それは実質的に、ポエトをミッドランド市国の最高権力者の座から引きずり下ろし、白猫党がその座を奪うことと同じ――即ち、力ずくで占領したも同然の結果となるからだ。
当然、穏健派であるトレッドは、央中との決定的な関係悪化を避けるべく、シエナを止めようとした。
しかし、シエナは意に介さない。
「トレッド政務部長。あなたは黙っててちょうだい。
さあ、ポエト・ラーガ卿。要求を呑むの? 呑まないの?」
シエナは凄みながら、片手をそっと挙げる。
それに同じるように、彼女が引き連れた1分隊が武器を構える。
「貴様……!」
当然、ポエトはそんな要求を呑むわけが無い。
「私を虚仮にする気かッ! そんな要求が通ると、本気で思っているわけではあるまいな!?
忘れているわけでは無いだろうな、この街にはあの、カツミ・タイカの弟子が……」「テンコちゃんでしょ?」「……っ」
ポエトの脅しに対し、シエナは冷淡に応じて見せる。
「勿論知ってるわよ。アタシは天狐ゼミ、564年下半期卒業生だもの。そうね、呼んでもらえると言うのならむしろ、ありがたい話だわ。恩師と久々に語り合えるもの。
じゃあ、呼んでちょうだい。早めに、ね」
そう言って、シエナは悪辣な笑みを浮かべた。
対照的に、ポエトの顔色は――未だ堅い表情を崩しはしなかったものの――目に見えて蒼くなっていた。
「……呼んできてくれ」
ポエトは目を合わせず、執事にそう命令した。
「旦那様ぁ……」
執事は絞り出すような声で応じたが、ポエトは顔を向けようとはしなかった。
「呼ぶ、……のだ」
「……かしこまり……ました……」
しかし、居ない者を呼べるはずもなく――1時間後、ミッドランド市国が有する入出国管理局、港湾施設および船舶は、すべて白猫党の管理下に置かれることとなった。

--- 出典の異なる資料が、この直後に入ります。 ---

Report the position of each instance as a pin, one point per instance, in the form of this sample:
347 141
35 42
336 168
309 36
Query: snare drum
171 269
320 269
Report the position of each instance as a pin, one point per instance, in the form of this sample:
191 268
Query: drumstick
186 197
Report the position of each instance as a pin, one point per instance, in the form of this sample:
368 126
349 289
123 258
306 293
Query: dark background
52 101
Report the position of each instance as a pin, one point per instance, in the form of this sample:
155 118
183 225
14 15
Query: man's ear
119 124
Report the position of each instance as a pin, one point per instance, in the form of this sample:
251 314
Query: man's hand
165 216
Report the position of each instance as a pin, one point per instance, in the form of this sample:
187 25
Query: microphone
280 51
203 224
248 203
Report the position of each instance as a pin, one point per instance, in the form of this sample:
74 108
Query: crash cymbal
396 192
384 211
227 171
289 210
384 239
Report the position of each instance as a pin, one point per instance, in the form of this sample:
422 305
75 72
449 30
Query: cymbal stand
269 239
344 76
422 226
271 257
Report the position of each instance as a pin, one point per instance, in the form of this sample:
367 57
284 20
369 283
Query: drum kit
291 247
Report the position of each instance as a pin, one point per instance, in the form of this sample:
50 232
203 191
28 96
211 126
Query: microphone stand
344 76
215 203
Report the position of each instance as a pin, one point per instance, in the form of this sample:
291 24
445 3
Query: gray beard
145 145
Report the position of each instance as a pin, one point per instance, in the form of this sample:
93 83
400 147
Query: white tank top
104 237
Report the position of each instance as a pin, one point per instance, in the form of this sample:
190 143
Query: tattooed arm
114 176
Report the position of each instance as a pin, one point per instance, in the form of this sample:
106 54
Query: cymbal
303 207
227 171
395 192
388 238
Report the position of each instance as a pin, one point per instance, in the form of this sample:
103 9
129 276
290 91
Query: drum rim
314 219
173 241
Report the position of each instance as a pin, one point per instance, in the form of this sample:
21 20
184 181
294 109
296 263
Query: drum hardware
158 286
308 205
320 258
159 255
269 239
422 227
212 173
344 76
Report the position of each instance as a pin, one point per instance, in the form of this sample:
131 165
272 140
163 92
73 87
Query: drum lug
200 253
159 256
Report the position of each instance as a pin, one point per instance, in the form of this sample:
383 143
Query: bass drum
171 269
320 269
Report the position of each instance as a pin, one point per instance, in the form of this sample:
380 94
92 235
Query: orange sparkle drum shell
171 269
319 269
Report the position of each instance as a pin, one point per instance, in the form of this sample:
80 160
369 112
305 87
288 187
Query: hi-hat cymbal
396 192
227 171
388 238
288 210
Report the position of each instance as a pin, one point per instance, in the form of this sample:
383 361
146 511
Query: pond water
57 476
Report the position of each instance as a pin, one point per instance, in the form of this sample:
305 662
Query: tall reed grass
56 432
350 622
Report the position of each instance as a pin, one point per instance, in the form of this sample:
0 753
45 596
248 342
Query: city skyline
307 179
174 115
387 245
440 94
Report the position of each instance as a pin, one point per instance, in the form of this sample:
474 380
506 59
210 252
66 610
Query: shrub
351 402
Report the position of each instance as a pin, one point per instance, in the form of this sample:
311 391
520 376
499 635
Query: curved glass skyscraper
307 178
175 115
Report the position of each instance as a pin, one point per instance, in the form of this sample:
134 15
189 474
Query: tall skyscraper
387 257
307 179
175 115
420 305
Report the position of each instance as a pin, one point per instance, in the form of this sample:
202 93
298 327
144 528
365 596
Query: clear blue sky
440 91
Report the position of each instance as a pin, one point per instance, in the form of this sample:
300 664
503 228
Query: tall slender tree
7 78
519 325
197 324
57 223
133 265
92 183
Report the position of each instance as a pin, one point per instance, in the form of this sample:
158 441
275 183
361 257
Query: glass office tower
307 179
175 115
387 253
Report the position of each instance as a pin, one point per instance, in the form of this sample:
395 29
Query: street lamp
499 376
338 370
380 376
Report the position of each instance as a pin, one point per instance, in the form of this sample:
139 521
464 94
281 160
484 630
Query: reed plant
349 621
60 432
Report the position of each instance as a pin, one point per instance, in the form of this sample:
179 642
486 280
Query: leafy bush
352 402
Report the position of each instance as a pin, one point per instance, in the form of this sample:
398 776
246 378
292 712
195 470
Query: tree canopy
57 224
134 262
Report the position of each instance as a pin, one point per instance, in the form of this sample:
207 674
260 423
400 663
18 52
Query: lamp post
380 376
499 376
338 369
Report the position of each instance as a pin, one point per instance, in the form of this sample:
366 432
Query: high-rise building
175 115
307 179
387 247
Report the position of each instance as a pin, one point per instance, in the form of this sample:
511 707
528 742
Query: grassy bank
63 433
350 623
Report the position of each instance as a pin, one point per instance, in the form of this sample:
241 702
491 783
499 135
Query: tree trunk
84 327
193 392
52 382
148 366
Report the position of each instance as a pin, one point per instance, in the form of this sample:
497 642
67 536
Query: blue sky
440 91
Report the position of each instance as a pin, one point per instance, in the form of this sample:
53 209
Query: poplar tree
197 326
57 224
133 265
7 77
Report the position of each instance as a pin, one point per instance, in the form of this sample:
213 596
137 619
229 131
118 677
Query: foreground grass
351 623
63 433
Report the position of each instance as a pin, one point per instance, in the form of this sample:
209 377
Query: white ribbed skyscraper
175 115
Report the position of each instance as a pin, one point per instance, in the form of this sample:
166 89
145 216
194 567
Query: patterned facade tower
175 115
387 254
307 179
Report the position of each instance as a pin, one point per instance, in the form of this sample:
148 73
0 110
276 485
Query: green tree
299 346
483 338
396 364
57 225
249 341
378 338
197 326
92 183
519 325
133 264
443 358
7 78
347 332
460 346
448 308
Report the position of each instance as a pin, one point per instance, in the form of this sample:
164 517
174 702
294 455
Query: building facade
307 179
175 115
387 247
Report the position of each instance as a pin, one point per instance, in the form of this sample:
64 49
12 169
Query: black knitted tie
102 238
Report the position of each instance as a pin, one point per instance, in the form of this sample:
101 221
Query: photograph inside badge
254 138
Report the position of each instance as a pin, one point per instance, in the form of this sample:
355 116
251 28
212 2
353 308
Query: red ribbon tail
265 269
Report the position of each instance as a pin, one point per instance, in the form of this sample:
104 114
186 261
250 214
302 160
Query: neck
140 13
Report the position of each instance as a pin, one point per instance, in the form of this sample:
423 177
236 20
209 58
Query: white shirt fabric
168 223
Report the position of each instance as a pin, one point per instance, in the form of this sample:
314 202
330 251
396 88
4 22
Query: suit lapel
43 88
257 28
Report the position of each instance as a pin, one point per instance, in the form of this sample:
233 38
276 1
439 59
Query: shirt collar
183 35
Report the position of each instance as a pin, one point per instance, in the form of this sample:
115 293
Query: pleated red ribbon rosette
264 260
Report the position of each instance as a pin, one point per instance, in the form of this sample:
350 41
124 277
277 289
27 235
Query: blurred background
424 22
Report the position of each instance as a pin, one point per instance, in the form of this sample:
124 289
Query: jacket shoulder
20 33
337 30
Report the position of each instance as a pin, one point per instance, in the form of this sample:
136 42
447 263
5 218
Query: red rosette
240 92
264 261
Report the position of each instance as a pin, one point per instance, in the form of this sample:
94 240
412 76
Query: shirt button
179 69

そして同時に、ミッドランドにおける軍組織も武装を解除され、ミッドランドは白猫党に抵抗する術を、完全に奪われた。
また、ポエトを筆頭とするラーガ家一族はラーガ邸に軟禁され、一切の外出と通信を禁じられた。
即ち、これが白猫党の央中攻略の第一歩となった。
「ついに……、ついに、やってしまいましたな、閣下」
敵、味方ともに暴挙としか思えないこの一大政変の最中、シエナだけは平然と、コーヒーを口に運んでいた。
「そうね。これでもう、後戻りはできないわ」
「やはりこれが狙いだったのですか」
恨みがましく睨んでくるイビーザとトレッドに対し、シエナは冷めた目を向ける。
「占領はついでよ。容易にできそうだったからやったまでのコト。アタシたちの本来の目的は、あくまで報復でしょう?
それで、ロンダ司令。偽党員は発見できたのかしら?」
「はっ……。目下捜索中でありますが、未だそれらしい報告は上がっておりません」
「そう」
シエナはかちゃ、と音を立てて、カップをテーブルに置く。
「引き続き、捜索を続けてちょうだい。首尾よく拿捕できた場合には、アタシ直々に褒賞を授けるわ」
「ありがたき幸せにございます。ではより一層、力を尽くして捜査に当たります」
「よろしく。……ところで」
シエナはそれまでの鉄面皮を解き、不安そうな目をロンダに向けた。
「テンコちゃんの屋敷、誰もいなかったって?」
「ええ、もぬけの殻でした。預言者殿の啓示が的中しましたな」
「気になるわね……。情勢に余裕が出てきてからで構わないから、いずれテンコちゃんたちについても、捜索をお願いね」
「了解であります」
しかし――市国及びその周辺を封鎖し、その全域をしらみ潰しに探し回ったものの、偽党員と思しき者も、また、天狐と鈴林も、ミッドランドのどこにも現れなかった。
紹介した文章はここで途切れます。